Ludwig Prandtl
Born: February 4, 1875 in Freising, Bavaria, Germany
Died: August 15, 1953 in Gottingen, Germany
Ludwig Prandtl was a German Physicist famous for his work in
aeronautics. He qualified at Munchen in 1900 with a thesis on elastic
stability and held the position of Professor of Applied Mechanics at
Gottingen for forty-nine years (from 1904 until his death there on
August 15, 1953).
In 1925, Prandtl became the Director of the Kaiser Wilhelm Institute
for Fluid Mechanics.

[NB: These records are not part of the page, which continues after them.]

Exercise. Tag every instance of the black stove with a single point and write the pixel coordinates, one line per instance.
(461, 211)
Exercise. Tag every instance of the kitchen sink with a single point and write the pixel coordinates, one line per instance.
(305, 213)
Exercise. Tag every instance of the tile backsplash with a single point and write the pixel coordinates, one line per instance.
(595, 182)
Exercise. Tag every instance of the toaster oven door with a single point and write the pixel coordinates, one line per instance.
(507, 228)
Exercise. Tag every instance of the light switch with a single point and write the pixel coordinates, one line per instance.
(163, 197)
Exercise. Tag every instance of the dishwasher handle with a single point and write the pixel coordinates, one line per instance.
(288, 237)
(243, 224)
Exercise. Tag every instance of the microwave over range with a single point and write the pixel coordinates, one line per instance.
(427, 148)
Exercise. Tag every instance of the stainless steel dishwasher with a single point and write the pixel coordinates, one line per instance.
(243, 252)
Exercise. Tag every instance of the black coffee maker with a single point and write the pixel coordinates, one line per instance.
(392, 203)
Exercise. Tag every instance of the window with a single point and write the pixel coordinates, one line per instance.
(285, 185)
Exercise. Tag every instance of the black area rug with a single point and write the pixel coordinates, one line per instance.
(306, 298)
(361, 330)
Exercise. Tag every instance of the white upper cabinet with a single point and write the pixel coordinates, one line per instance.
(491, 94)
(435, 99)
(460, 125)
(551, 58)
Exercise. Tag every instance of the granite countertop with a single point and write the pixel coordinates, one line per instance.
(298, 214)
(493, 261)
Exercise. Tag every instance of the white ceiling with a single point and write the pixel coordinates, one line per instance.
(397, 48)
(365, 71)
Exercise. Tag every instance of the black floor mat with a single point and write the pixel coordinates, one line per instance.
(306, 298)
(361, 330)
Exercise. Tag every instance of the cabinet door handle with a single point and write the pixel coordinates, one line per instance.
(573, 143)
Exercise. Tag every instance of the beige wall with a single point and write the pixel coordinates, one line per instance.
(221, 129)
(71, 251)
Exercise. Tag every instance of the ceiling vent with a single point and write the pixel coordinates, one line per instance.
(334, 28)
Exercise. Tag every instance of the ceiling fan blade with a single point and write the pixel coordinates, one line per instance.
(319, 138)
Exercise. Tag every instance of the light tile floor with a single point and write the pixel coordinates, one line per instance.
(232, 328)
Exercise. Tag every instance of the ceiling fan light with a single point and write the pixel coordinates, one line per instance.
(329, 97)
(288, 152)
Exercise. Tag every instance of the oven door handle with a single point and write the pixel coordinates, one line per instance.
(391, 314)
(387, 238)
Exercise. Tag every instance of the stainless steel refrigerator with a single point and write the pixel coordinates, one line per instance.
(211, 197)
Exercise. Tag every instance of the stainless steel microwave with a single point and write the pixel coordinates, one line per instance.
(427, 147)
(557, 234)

His discovery in 1904 of the Boundary Layer
which adjoins the surface of a body moving in a fluid led to an
understanding of skin friction drag and of the way in which
streamlining reduces the drag of airplane wings and other moving
bodies. His work on wing theory, published in 1918 - 1919, followed
that of F.W. Lanchester (1902-1907), but was carried out independently
and elucidated the flow over airplane wings of finite span.
Prandtl's work and decisive advances in boundary layer and wing
theories became the basic material of aeronautics. He also made
important contributions to the theories of supersonic flow and of
turbulence, and contributed much to the development of wind tunnels
and other aerodynamic equipment. In addition, he devised the
soap-film analogy for the torsion of non-circular sections and wrote
on the theory of plasticity and of meteorology.